Some would say that we’re living in a renaissance of Black art. Whether it be in music, painting or literature, black artists seem to be excelling even more than usual. This belief was further supported on Monday as Pulitzer Prize winners were announced. Out of the 21 writers awarded in New York City for their work, four of them – Colson Whitehead, Lynn Nottage, Tyehimba Jess and Hilton Als – were Black.
Whitehead received an award for fiction for his latest novel, The Underground Railroad. The novel tells the story of a woman who escapes from a Georgia plantation only to discover that the Underground Railroad is an actual train.

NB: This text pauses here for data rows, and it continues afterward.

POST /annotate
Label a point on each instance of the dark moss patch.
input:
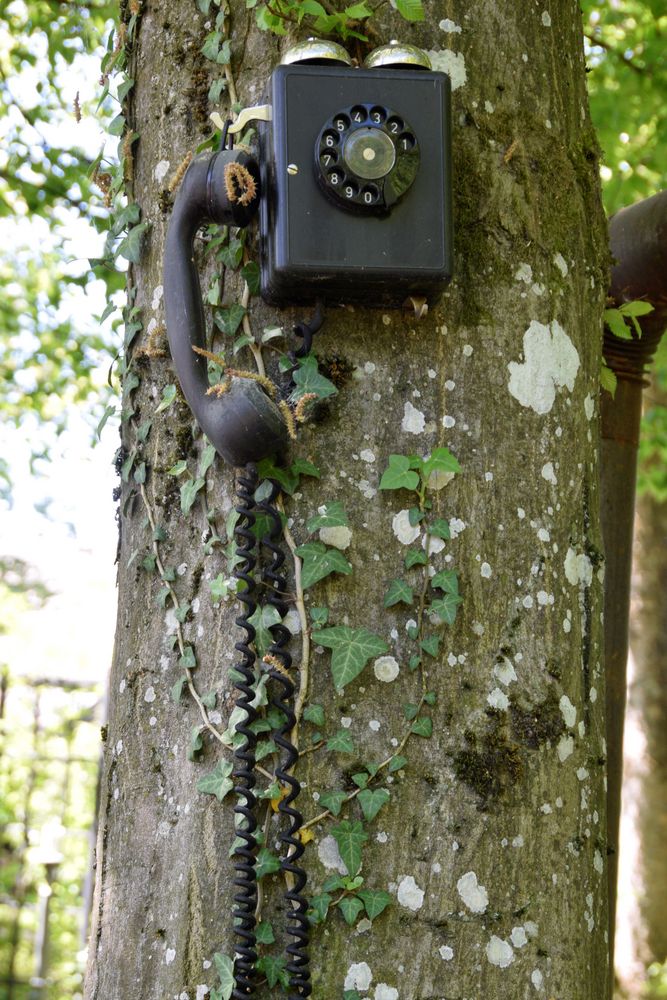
(536, 724)
(491, 764)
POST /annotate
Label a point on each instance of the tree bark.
(493, 843)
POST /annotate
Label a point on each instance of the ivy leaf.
(399, 476)
(320, 561)
(329, 515)
(399, 592)
(411, 10)
(314, 714)
(274, 970)
(445, 608)
(422, 726)
(320, 907)
(351, 649)
(307, 379)
(441, 460)
(267, 863)
(189, 493)
(224, 966)
(342, 742)
(350, 907)
(371, 801)
(415, 557)
(264, 932)
(218, 782)
(333, 801)
(350, 837)
(263, 619)
(446, 580)
(439, 528)
(375, 901)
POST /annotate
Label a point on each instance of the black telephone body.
(356, 180)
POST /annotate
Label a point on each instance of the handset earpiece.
(243, 425)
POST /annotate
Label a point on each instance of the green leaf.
(399, 592)
(399, 476)
(224, 966)
(307, 378)
(351, 649)
(274, 970)
(446, 580)
(411, 10)
(189, 493)
(178, 469)
(371, 801)
(320, 907)
(445, 608)
(320, 561)
(375, 901)
(267, 862)
(251, 275)
(415, 557)
(218, 782)
(130, 246)
(397, 763)
(439, 528)
(264, 932)
(350, 907)
(263, 620)
(431, 645)
(342, 742)
(330, 515)
(350, 837)
(319, 616)
(422, 726)
(441, 460)
(333, 801)
(314, 714)
(168, 397)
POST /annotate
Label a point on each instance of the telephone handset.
(353, 189)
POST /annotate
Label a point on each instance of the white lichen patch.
(505, 671)
(568, 711)
(474, 895)
(547, 473)
(414, 420)
(340, 536)
(329, 855)
(551, 361)
(565, 748)
(451, 63)
(386, 669)
(409, 894)
(404, 531)
(578, 568)
(498, 700)
(499, 952)
(561, 264)
(359, 977)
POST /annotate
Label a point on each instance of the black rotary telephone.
(353, 190)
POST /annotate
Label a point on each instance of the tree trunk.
(493, 842)
(649, 704)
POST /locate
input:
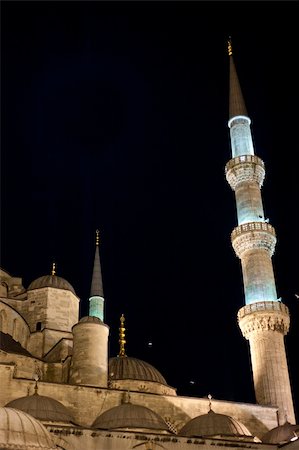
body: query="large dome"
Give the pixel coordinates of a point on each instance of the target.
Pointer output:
(281, 434)
(128, 415)
(42, 408)
(213, 424)
(51, 281)
(19, 430)
(127, 368)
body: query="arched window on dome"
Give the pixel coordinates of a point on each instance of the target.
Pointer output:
(3, 321)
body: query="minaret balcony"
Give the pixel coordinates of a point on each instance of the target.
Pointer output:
(244, 169)
(264, 316)
(253, 236)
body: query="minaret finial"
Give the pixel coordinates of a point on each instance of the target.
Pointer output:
(229, 46)
(210, 402)
(122, 340)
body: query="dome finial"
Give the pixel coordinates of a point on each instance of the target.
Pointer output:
(210, 402)
(126, 397)
(229, 46)
(122, 340)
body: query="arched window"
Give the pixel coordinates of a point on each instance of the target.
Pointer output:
(3, 321)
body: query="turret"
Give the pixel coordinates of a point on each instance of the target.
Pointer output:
(265, 319)
(89, 364)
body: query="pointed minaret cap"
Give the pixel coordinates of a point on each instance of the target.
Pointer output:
(122, 340)
(236, 101)
(96, 283)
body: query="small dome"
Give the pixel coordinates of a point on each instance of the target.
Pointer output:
(42, 408)
(128, 415)
(212, 424)
(90, 319)
(21, 431)
(125, 367)
(51, 281)
(281, 434)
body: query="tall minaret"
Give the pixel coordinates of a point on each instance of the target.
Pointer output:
(96, 299)
(264, 320)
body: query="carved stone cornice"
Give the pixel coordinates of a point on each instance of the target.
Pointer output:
(253, 235)
(245, 168)
(259, 317)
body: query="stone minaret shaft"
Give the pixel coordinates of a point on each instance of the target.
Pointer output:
(96, 299)
(264, 320)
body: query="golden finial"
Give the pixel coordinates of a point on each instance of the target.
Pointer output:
(122, 340)
(229, 47)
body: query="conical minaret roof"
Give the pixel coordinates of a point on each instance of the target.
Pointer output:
(96, 282)
(236, 101)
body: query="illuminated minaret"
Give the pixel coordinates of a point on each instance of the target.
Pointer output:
(96, 299)
(264, 320)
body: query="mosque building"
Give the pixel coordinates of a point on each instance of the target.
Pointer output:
(60, 389)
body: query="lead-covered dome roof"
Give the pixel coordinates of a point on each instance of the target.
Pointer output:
(213, 424)
(52, 281)
(19, 430)
(42, 408)
(128, 415)
(127, 368)
(281, 434)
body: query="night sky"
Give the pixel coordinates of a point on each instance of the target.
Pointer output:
(114, 116)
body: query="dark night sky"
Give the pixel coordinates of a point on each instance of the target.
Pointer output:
(114, 116)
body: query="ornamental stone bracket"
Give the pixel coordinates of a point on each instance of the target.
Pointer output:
(246, 168)
(253, 235)
(264, 316)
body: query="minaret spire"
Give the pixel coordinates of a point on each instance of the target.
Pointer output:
(96, 299)
(122, 340)
(265, 319)
(236, 101)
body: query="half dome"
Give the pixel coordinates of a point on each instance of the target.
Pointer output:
(282, 434)
(127, 368)
(128, 415)
(19, 430)
(42, 408)
(52, 281)
(215, 425)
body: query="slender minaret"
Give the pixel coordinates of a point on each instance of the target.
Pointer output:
(96, 299)
(264, 320)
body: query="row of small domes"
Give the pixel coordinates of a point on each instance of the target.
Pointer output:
(133, 416)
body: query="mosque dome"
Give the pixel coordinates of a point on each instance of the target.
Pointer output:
(281, 434)
(213, 424)
(52, 281)
(42, 408)
(19, 430)
(127, 368)
(128, 415)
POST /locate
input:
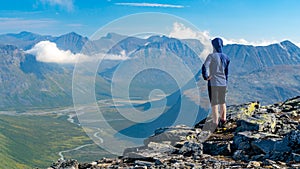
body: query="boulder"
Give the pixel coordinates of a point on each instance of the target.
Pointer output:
(217, 148)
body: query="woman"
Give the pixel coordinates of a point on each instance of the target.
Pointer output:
(215, 71)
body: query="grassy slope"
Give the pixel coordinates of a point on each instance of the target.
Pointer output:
(34, 141)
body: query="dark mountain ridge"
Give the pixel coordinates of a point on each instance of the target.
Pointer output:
(250, 69)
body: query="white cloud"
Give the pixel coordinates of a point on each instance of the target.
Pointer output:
(68, 4)
(46, 51)
(180, 31)
(245, 42)
(150, 5)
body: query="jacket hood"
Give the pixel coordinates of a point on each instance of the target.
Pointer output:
(217, 44)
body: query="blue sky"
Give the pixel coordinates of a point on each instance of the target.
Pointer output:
(253, 20)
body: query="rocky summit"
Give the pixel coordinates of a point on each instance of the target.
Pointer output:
(253, 136)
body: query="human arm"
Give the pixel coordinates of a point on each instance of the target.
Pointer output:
(226, 70)
(205, 67)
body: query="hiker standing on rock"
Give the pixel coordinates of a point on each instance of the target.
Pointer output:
(215, 71)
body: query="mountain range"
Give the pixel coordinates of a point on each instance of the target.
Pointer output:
(269, 73)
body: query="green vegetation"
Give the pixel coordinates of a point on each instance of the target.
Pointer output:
(34, 141)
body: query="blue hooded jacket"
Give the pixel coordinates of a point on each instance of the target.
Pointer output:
(217, 65)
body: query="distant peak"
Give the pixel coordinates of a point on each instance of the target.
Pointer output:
(72, 33)
(287, 43)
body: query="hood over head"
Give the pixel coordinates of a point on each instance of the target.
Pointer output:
(217, 44)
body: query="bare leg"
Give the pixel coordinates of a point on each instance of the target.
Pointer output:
(223, 111)
(215, 113)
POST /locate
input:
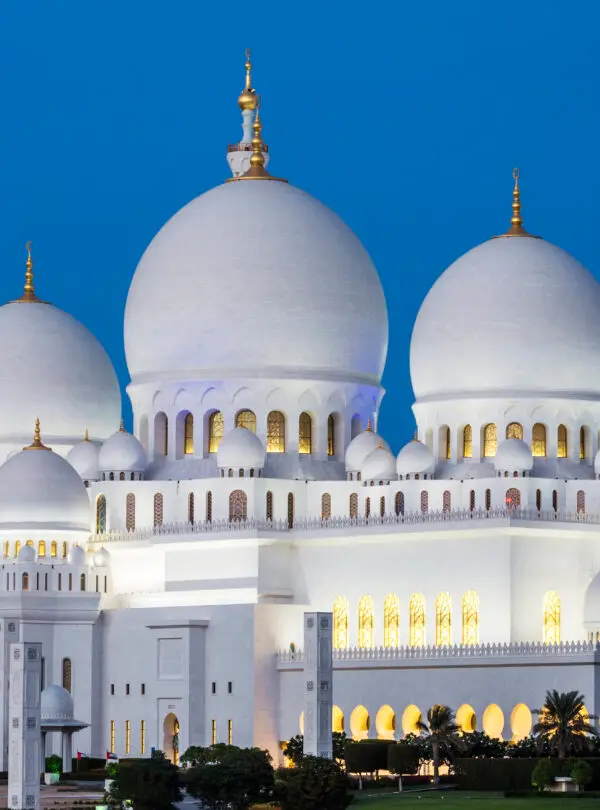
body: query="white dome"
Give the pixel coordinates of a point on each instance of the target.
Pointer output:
(40, 490)
(51, 367)
(415, 458)
(498, 317)
(83, 457)
(56, 704)
(240, 448)
(379, 465)
(360, 447)
(512, 455)
(122, 452)
(256, 279)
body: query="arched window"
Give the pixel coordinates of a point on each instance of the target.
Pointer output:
(246, 419)
(304, 433)
(467, 441)
(100, 514)
(391, 621)
(561, 442)
(216, 428)
(365, 622)
(158, 509)
(399, 503)
(130, 512)
(67, 672)
(238, 505)
(551, 618)
(514, 431)
(417, 620)
(188, 435)
(513, 498)
(340, 623)
(443, 620)
(275, 432)
(490, 441)
(470, 629)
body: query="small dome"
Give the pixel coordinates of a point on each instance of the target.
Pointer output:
(241, 449)
(83, 457)
(415, 458)
(122, 452)
(379, 465)
(360, 447)
(512, 455)
(56, 704)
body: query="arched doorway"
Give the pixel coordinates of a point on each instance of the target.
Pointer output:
(171, 738)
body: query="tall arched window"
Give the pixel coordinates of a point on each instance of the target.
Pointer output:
(188, 435)
(158, 509)
(467, 441)
(67, 672)
(365, 622)
(551, 618)
(417, 620)
(561, 442)
(130, 512)
(340, 623)
(538, 440)
(391, 621)
(238, 505)
(275, 432)
(246, 419)
(443, 620)
(490, 441)
(514, 431)
(470, 634)
(100, 514)
(216, 428)
(305, 433)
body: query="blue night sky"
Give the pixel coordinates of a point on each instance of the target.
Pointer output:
(405, 118)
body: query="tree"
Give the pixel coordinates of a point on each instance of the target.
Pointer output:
(442, 733)
(563, 724)
(150, 784)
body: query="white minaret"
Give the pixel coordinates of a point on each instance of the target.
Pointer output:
(238, 154)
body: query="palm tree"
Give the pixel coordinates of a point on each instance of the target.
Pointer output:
(441, 732)
(563, 723)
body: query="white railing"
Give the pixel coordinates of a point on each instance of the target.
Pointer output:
(521, 650)
(319, 524)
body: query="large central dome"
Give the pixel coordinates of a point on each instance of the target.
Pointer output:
(256, 279)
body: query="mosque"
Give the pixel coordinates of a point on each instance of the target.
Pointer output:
(166, 571)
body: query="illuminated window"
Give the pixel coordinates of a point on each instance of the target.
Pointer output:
(100, 514)
(467, 441)
(238, 505)
(538, 440)
(551, 618)
(304, 433)
(341, 608)
(130, 512)
(490, 441)
(417, 620)
(391, 621)
(216, 428)
(514, 431)
(470, 634)
(246, 419)
(275, 432)
(443, 620)
(365, 622)
(561, 448)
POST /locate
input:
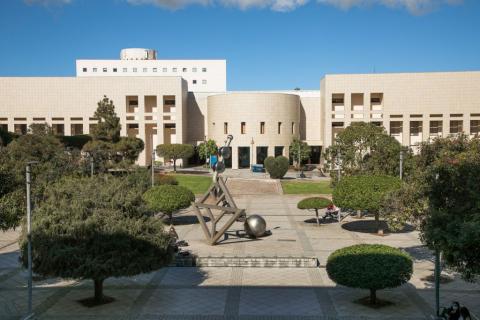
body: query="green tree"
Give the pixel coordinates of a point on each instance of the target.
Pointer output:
(299, 151)
(365, 148)
(168, 199)
(5, 138)
(174, 152)
(370, 266)
(315, 204)
(276, 167)
(53, 163)
(452, 224)
(108, 127)
(207, 149)
(365, 192)
(107, 147)
(95, 229)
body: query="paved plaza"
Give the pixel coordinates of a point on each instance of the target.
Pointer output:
(240, 292)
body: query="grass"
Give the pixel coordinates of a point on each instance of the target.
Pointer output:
(293, 187)
(197, 184)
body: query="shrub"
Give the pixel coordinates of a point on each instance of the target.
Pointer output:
(365, 192)
(314, 203)
(96, 228)
(276, 167)
(370, 266)
(165, 179)
(75, 142)
(168, 199)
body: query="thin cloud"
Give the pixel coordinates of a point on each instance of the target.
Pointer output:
(276, 5)
(416, 7)
(413, 6)
(47, 3)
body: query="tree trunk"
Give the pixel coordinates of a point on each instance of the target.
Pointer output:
(377, 222)
(98, 290)
(373, 296)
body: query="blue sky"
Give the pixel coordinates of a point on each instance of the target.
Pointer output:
(268, 44)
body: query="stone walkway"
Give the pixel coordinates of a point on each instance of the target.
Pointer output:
(240, 293)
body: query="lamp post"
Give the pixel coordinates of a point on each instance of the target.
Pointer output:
(401, 164)
(339, 171)
(91, 165)
(251, 156)
(28, 170)
(153, 169)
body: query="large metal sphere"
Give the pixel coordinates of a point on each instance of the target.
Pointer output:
(255, 226)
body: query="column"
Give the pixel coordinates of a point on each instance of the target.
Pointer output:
(141, 128)
(406, 132)
(235, 157)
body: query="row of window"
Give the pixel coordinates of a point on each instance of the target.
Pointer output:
(243, 127)
(435, 127)
(175, 69)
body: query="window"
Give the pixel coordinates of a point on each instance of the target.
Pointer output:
(436, 128)
(456, 126)
(396, 127)
(475, 127)
(76, 129)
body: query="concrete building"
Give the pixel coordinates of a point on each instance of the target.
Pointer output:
(186, 101)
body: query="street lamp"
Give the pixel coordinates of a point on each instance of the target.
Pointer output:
(28, 170)
(153, 170)
(401, 164)
(339, 169)
(251, 156)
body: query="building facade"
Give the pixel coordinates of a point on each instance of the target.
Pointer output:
(186, 101)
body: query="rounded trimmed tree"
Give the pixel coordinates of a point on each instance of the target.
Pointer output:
(96, 228)
(370, 266)
(168, 199)
(276, 167)
(365, 192)
(175, 151)
(314, 203)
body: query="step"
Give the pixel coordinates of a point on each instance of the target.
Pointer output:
(246, 262)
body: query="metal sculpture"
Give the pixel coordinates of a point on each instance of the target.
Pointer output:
(218, 198)
(255, 226)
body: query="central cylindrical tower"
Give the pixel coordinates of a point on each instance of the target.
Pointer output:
(262, 124)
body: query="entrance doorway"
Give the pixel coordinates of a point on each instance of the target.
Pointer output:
(262, 153)
(243, 157)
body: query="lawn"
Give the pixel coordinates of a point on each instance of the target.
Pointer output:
(293, 187)
(198, 184)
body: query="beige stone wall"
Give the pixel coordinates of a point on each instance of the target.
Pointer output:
(407, 97)
(252, 109)
(67, 98)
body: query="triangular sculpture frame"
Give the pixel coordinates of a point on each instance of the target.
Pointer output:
(217, 198)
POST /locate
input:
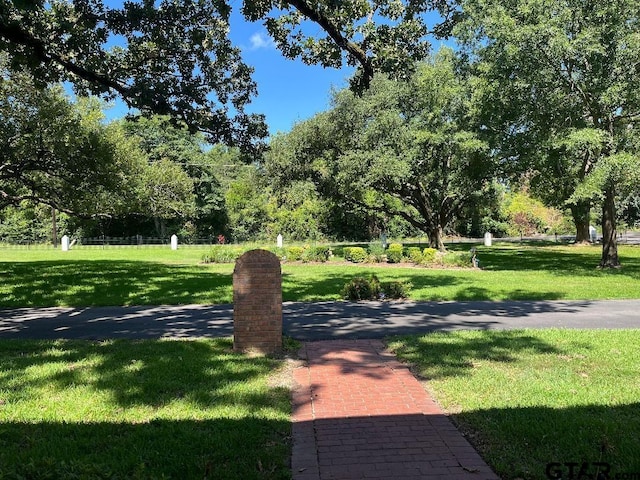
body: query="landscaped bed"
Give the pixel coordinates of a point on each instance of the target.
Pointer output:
(131, 276)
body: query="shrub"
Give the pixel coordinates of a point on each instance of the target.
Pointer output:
(361, 288)
(370, 288)
(456, 259)
(294, 253)
(395, 289)
(415, 255)
(355, 254)
(429, 255)
(316, 254)
(394, 253)
(222, 254)
(377, 253)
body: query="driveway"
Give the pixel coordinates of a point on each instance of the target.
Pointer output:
(317, 321)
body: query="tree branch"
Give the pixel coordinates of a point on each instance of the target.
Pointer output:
(334, 32)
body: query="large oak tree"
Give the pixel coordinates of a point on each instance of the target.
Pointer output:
(175, 57)
(562, 84)
(407, 149)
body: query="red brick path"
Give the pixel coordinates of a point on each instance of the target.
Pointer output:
(359, 413)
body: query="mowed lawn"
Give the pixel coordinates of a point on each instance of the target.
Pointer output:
(152, 276)
(141, 410)
(534, 401)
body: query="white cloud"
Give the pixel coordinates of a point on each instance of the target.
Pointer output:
(261, 40)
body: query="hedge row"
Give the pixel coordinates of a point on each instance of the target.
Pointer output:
(396, 253)
(230, 253)
(375, 253)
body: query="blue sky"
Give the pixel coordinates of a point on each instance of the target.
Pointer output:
(288, 90)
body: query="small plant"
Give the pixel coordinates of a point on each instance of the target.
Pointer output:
(377, 253)
(370, 288)
(361, 288)
(394, 253)
(456, 259)
(355, 254)
(222, 254)
(317, 254)
(294, 254)
(429, 255)
(415, 255)
(394, 290)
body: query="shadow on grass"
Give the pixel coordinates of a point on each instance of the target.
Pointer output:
(581, 261)
(451, 356)
(329, 287)
(521, 442)
(245, 448)
(104, 282)
(164, 410)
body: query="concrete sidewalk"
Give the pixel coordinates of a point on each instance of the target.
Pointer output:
(359, 413)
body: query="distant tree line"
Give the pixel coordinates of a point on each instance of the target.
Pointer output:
(538, 107)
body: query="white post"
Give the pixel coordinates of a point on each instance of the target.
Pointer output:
(487, 239)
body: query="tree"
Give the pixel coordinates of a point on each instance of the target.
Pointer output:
(563, 91)
(53, 151)
(175, 58)
(165, 191)
(404, 149)
(160, 139)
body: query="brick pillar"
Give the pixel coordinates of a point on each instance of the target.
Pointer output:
(257, 302)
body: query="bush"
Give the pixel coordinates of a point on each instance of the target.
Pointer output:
(415, 255)
(223, 254)
(294, 254)
(394, 253)
(377, 253)
(456, 259)
(361, 288)
(429, 255)
(355, 254)
(395, 289)
(316, 254)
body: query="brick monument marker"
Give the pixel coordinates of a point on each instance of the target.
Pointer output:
(257, 302)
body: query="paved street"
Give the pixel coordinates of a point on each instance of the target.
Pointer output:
(317, 321)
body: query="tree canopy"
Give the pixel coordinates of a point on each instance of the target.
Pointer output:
(53, 151)
(562, 91)
(175, 57)
(409, 150)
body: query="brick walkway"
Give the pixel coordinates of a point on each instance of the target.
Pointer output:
(359, 413)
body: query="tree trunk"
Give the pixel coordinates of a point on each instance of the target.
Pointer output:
(435, 238)
(54, 228)
(580, 213)
(609, 241)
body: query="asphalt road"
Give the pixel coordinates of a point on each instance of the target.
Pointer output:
(317, 321)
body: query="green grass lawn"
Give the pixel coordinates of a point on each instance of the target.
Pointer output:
(151, 276)
(528, 398)
(140, 409)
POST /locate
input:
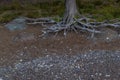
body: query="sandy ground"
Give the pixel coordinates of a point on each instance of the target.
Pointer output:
(24, 47)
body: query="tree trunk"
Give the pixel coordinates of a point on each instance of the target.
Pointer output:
(70, 11)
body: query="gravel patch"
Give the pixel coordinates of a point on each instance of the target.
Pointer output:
(95, 65)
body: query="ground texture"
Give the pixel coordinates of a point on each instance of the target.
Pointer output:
(26, 56)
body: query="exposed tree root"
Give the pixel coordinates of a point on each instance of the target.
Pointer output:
(80, 24)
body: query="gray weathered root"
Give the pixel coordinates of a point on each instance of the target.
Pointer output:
(84, 24)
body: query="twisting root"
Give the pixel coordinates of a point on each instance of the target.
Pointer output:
(85, 24)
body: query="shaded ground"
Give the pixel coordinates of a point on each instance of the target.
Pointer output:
(20, 49)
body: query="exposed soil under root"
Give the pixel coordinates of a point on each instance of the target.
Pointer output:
(16, 47)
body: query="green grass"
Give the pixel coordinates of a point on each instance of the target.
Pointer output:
(100, 9)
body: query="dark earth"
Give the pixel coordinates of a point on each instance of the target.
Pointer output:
(24, 55)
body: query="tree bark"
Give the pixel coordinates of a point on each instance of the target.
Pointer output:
(70, 11)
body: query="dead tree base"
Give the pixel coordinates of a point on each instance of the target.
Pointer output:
(84, 24)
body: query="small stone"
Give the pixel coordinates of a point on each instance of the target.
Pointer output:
(107, 75)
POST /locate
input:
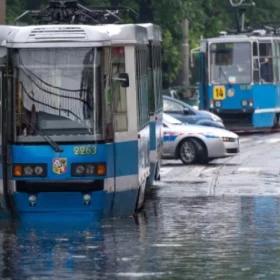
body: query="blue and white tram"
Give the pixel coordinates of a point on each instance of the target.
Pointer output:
(75, 109)
(240, 79)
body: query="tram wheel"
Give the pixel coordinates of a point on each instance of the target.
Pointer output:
(188, 152)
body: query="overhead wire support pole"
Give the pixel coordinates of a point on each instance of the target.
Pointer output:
(241, 6)
(2, 11)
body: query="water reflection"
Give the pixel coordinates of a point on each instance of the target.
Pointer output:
(174, 238)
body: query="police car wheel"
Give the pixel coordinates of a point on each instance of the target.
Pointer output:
(188, 152)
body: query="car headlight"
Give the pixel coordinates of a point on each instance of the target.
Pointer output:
(216, 118)
(88, 169)
(228, 139)
(29, 170)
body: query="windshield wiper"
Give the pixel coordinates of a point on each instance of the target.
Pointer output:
(46, 137)
(222, 71)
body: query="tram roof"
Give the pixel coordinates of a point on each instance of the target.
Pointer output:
(154, 32)
(84, 35)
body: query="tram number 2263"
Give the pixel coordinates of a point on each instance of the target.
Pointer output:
(219, 93)
(84, 150)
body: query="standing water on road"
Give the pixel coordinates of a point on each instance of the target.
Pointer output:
(175, 237)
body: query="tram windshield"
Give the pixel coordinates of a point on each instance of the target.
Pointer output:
(230, 62)
(58, 91)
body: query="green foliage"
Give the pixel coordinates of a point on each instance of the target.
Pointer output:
(206, 19)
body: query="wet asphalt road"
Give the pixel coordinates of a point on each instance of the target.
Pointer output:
(255, 171)
(220, 221)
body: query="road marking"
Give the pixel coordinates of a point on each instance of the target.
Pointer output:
(272, 141)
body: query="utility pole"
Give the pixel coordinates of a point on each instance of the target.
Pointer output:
(2, 11)
(184, 75)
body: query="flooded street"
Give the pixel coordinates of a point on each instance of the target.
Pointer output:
(220, 221)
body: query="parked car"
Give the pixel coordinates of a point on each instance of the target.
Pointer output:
(195, 143)
(187, 114)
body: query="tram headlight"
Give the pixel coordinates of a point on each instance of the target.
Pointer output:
(88, 169)
(29, 170)
(218, 104)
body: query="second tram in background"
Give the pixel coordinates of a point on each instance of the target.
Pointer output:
(240, 79)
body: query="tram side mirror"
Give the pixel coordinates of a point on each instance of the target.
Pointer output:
(123, 79)
(186, 111)
(232, 79)
(3, 56)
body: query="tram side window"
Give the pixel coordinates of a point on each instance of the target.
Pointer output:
(266, 69)
(276, 61)
(142, 85)
(256, 66)
(119, 92)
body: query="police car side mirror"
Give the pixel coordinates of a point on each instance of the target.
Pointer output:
(123, 79)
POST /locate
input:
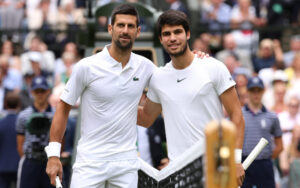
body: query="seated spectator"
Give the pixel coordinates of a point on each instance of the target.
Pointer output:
(229, 45)
(269, 55)
(293, 72)
(11, 78)
(177, 5)
(294, 49)
(277, 87)
(11, 16)
(7, 49)
(243, 19)
(216, 15)
(41, 14)
(47, 57)
(289, 119)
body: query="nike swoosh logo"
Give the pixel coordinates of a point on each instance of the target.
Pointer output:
(135, 79)
(179, 80)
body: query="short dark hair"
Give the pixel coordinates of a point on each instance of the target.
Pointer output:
(173, 17)
(125, 9)
(12, 100)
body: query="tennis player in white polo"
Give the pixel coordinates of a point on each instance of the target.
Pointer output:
(190, 92)
(110, 84)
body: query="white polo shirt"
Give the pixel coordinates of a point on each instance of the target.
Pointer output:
(109, 102)
(189, 99)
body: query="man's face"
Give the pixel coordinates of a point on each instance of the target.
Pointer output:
(174, 39)
(255, 95)
(124, 31)
(40, 95)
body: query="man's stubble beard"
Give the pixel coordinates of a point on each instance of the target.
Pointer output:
(178, 53)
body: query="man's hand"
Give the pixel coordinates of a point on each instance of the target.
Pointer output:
(54, 168)
(200, 54)
(163, 163)
(240, 174)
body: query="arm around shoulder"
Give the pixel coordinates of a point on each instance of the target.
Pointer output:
(148, 113)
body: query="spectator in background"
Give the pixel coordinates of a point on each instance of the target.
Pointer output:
(32, 127)
(12, 79)
(47, 57)
(269, 58)
(274, 95)
(259, 122)
(41, 14)
(216, 15)
(9, 157)
(7, 49)
(177, 5)
(69, 17)
(11, 16)
(229, 45)
(200, 45)
(243, 19)
(293, 73)
(289, 119)
(294, 49)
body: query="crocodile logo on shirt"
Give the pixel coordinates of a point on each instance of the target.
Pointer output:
(179, 80)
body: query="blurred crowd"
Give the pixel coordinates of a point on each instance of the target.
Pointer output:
(234, 36)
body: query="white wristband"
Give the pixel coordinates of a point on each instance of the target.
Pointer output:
(53, 149)
(238, 155)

Many readers feel that the subject manner is even more relevant today than it would’ve been just a year ago.
“I think the book deals with white supremacy as a foundational error in the country’s history and that foundational error is being played out now in the White House,” he told The Associated Press on Monday. “When I was writing the book I wasn’t thinking about current events, but I think you have to look at it differently now.”
The story’s been celebrated for combining fantasy with the harsh realities of slavery. It’s the first book in more than 20 years to win both the National Book Award for Fiction and a Pulitzer Prize, according to CBS. A series based on the book is currently being produced by Amazon.
Lynn Nottage was given her second Pulitzer prize for drama for Sweat, making her the first female playwright to win the award twice, according to Playbill. Sweat follows a group of Pittsburgh factory workers who begin to see fragments in their friendships and relationships after rumors of layoffs begin to circulate. The production began showing on Broadway in late March.
“No. 1, I’m representing for women, and No. 2, I’m representing for playwrights of color,” the playwright told The Los Angeles Times.
Tyehimba Jess wan an award for Olio, a collection of poetry that highlights contemporary thought on race and identity. Hiltol Als has been a theater critic for The New Yorker for 13 years and was awarded for his criticism of productions such as The Color Purple and, coincidentally, Sweat.